Esistono maschere che ci fanno apparire migliori, per compiacere partner, famiglia e amici. Ci mostriamo migliori di quel che siamo in funzione delle aspettative degli altri, per meritarci il loro affetto.
Esistono poi maschere che ci rendono peggiori, che nascono probabilmente da delusioni, da eventi che segnano profondamente. E se all’inizio ci aiutano, ci allontanano da ulteriori delusioni, ci anestetizzano emotivamente, alla lunga ci rendono soli, incapaci di riconoscerci e di farci amare dagli altri.

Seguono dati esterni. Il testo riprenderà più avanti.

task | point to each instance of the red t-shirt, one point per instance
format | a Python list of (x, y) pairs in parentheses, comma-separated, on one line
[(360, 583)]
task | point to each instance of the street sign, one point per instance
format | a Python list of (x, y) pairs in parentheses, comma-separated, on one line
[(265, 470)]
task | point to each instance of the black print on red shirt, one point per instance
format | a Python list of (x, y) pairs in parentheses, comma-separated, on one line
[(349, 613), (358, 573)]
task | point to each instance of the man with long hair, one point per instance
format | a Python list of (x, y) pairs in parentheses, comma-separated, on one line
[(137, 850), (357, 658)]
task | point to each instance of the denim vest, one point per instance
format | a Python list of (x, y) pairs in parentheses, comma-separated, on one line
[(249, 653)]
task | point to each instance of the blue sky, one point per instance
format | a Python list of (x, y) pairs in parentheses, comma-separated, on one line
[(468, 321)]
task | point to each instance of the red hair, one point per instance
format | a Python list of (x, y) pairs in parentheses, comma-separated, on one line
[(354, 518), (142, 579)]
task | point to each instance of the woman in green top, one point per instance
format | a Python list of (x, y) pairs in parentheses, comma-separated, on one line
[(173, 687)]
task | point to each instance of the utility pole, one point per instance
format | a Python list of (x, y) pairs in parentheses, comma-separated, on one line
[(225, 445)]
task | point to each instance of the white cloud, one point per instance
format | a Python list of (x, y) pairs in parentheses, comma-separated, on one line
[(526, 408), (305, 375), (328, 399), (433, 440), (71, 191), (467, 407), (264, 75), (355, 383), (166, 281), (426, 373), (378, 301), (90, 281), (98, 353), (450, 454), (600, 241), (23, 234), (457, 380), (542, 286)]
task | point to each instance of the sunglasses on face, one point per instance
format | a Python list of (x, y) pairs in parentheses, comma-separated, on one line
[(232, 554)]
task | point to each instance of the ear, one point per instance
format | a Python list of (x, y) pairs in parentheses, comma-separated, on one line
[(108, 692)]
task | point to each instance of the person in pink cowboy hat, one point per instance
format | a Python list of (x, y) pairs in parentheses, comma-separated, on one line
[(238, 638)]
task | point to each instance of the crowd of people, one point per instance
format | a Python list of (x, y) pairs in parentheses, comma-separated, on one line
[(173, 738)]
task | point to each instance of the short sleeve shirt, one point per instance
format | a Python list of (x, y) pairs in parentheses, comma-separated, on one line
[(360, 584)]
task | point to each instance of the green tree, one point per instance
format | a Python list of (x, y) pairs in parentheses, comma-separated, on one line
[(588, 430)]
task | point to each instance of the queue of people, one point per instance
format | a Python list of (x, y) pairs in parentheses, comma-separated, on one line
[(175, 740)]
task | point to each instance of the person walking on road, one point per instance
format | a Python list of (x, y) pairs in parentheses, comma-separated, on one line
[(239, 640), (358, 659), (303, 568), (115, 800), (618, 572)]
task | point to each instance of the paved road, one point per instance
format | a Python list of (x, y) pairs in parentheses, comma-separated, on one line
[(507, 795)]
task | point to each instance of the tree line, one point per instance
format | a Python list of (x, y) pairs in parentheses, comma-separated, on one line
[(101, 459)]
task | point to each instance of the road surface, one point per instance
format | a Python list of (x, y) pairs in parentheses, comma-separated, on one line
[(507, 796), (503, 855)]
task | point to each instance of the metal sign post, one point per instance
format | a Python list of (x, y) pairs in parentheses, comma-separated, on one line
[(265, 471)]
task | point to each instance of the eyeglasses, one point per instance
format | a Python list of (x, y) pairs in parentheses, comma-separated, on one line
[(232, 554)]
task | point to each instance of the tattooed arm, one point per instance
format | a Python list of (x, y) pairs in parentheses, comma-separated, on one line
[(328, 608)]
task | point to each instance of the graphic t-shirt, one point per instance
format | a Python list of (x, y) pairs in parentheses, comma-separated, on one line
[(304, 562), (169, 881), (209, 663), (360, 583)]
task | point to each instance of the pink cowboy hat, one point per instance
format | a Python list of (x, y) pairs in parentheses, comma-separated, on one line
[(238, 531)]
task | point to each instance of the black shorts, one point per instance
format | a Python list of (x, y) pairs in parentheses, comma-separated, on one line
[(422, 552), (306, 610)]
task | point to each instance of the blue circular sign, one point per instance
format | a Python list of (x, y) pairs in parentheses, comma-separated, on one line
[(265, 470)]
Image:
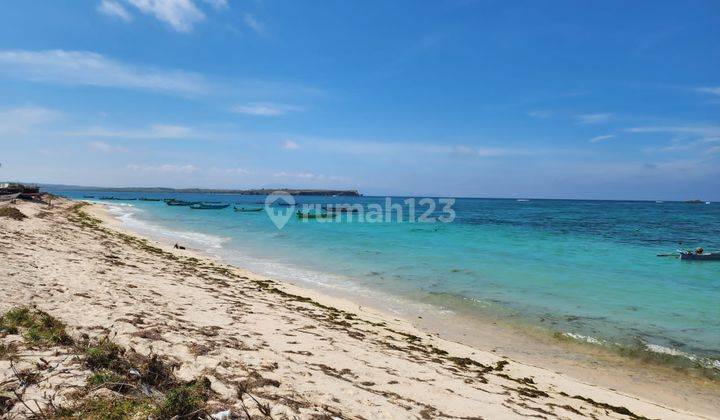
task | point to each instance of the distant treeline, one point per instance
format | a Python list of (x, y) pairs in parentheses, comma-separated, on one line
[(260, 191)]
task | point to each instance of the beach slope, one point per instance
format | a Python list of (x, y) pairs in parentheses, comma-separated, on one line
[(292, 352)]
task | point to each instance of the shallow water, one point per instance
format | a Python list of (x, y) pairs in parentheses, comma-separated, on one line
[(586, 269)]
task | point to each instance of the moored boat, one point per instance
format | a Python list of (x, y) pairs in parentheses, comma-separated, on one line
[(172, 202), (246, 210), (9, 197), (690, 256), (209, 206)]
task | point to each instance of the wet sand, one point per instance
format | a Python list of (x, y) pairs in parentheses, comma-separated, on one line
[(318, 354)]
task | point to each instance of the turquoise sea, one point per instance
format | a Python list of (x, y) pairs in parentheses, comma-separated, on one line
[(586, 270)]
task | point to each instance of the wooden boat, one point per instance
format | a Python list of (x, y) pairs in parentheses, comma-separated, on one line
[(9, 197), (180, 203), (244, 210), (691, 256), (308, 215), (209, 206)]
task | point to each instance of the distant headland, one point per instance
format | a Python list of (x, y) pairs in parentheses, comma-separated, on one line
[(253, 191)]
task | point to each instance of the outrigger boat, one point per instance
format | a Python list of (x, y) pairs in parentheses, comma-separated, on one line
[(244, 210), (308, 215), (697, 255), (693, 256), (173, 202), (9, 197), (209, 206)]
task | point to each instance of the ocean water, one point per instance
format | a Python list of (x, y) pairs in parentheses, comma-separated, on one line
[(585, 270)]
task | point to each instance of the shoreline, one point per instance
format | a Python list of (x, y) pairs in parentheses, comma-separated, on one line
[(318, 353), (590, 363)]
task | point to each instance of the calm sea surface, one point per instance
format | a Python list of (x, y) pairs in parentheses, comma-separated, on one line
[(585, 269)]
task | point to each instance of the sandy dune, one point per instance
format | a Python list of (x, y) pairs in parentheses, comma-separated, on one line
[(306, 355)]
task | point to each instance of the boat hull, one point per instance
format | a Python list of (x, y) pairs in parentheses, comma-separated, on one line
[(700, 257)]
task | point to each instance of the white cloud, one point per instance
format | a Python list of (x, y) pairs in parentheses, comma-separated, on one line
[(601, 138), (217, 4), (114, 9), (712, 90), (21, 120), (593, 118), (309, 176), (157, 131), (252, 22), (467, 151), (264, 109), (181, 15), (237, 171), (105, 147), (540, 114), (92, 69), (290, 145), (704, 131), (166, 168)]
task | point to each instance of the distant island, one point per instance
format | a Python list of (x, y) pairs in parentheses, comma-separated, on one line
[(255, 191)]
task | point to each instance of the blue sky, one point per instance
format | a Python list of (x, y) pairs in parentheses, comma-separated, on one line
[(556, 99)]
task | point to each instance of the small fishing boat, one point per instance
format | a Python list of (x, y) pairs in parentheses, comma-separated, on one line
[(693, 256), (245, 210), (209, 206), (180, 203), (9, 197), (313, 215)]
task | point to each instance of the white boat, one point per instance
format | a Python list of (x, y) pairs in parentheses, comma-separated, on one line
[(9, 197)]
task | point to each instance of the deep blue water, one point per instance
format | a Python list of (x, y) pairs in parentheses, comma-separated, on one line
[(587, 269)]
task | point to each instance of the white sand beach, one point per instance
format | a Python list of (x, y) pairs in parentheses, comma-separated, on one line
[(295, 351)]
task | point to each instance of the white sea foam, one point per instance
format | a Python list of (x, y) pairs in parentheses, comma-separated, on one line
[(655, 348), (127, 214), (585, 338)]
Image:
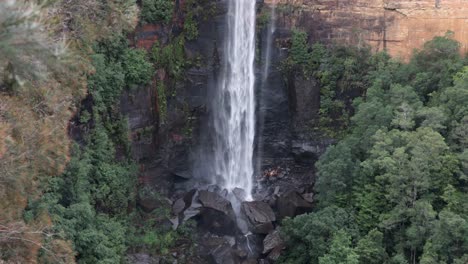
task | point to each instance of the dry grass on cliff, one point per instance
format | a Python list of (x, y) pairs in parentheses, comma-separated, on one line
[(34, 119)]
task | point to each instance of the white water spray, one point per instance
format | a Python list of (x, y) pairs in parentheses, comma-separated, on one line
[(234, 112)]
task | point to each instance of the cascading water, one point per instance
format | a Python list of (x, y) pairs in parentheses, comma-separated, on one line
[(269, 42), (234, 111)]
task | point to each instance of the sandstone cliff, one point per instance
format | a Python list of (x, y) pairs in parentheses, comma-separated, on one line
[(396, 25)]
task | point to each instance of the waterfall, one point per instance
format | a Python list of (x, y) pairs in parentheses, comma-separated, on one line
[(234, 106), (269, 42)]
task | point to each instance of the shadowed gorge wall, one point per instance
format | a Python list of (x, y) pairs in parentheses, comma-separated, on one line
[(396, 25)]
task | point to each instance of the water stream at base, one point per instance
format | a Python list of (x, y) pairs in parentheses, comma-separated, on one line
[(234, 105)]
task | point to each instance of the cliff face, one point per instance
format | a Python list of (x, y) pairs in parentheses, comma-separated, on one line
[(396, 25)]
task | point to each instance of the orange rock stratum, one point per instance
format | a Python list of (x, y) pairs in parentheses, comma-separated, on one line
[(397, 25)]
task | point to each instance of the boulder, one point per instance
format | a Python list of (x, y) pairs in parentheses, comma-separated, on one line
[(274, 254), (272, 240), (239, 193), (259, 215), (178, 206), (224, 254), (216, 213), (183, 175), (291, 204)]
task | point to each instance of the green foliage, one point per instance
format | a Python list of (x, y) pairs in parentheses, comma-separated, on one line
[(342, 73), (299, 52), (190, 27), (116, 67), (138, 70), (170, 57), (89, 204), (155, 11), (402, 168), (340, 251), (162, 101), (310, 234)]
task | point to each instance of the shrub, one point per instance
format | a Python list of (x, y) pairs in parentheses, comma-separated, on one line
[(154, 11)]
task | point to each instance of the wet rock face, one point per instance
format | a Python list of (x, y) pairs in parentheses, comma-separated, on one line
[(217, 214), (259, 215), (272, 240)]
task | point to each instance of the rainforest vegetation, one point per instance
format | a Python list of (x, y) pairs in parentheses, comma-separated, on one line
[(394, 188)]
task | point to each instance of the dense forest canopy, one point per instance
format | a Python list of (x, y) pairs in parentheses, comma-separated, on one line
[(394, 188)]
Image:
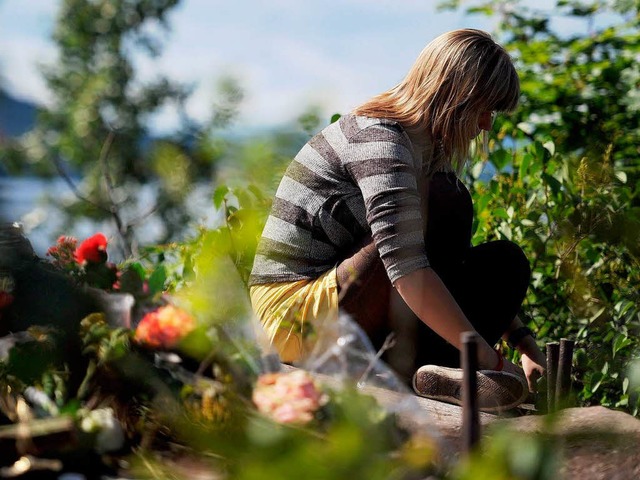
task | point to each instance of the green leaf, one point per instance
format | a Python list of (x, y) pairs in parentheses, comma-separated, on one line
[(500, 159), (219, 195), (157, 280)]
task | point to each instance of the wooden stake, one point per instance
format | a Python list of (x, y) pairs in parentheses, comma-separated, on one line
[(563, 382), (553, 353), (470, 412)]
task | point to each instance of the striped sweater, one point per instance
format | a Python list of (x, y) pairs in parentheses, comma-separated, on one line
[(356, 177)]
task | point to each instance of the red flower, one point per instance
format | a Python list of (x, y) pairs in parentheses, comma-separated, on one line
[(92, 250), (164, 327)]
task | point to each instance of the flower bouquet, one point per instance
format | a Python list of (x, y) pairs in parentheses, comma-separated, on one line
[(183, 381)]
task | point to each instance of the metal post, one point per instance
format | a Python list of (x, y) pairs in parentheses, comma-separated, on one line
[(470, 412), (553, 353), (563, 382)]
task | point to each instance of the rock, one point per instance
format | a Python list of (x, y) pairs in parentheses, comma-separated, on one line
[(596, 443)]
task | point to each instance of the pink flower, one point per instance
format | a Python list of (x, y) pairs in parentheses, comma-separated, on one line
[(164, 327), (92, 250), (290, 397)]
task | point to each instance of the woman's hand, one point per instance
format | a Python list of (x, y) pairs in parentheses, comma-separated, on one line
[(534, 369), (512, 368)]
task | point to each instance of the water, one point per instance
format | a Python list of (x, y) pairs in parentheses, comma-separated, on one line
[(27, 200)]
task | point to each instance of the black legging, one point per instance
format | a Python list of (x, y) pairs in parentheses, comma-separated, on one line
[(488, 281)]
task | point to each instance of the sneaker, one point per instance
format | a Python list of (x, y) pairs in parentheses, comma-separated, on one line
[(497, 391)]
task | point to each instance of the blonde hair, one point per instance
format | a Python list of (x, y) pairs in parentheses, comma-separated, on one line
[(457, 76)]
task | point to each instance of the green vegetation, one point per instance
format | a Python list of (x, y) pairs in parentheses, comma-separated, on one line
[(561, 179), (567, 182)]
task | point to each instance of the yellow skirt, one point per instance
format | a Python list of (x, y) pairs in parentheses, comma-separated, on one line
[(293, 313)]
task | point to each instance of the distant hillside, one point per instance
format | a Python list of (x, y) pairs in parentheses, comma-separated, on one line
[(16, 116)]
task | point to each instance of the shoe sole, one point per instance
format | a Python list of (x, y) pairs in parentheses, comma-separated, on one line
[(496, 391)]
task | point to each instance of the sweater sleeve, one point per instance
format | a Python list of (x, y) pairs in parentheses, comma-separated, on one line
[(381, 162)]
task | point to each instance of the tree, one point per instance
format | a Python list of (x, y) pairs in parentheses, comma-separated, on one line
[(96, 127), (567, 181)]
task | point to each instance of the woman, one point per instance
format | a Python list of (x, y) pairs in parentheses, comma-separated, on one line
[(370, 211)]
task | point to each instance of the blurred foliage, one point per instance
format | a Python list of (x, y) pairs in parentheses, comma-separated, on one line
[(562, 181)]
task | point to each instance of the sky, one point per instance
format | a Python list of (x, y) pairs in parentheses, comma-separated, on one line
[(287, 55)]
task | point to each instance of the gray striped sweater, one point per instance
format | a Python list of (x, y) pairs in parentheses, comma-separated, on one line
[(356, 177)]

“E chi ha bisogno degli altri? Solo i mediocri cercano negli altri conferme, solo i mediocri hanno bisogno di essere amati per stare bene, io sto bene anche in solitudine”.
Lo schema è più o meno questo:
Mi comporto come uno/a stronzo/a <—> la gente mi abbandona <—> vedi che ho fatto bene a fare lo stronzo, non mi amava per quel che sono davvero <—>mi comporto come uno/a stronzo/a.
Non lo ammetteranno mai, ma spesso dietro questo comportamento c’è una sensibilità e un bisogno di amore incredibile. Certi schemi si possono cambiare, se senti che la tua maschera sta tenendo in ostaggio la tua vera identità non vergognarti di chiedere aiuto…resterà tra noi. Poi, forse, il mondo ti vedrà per ciò che sei.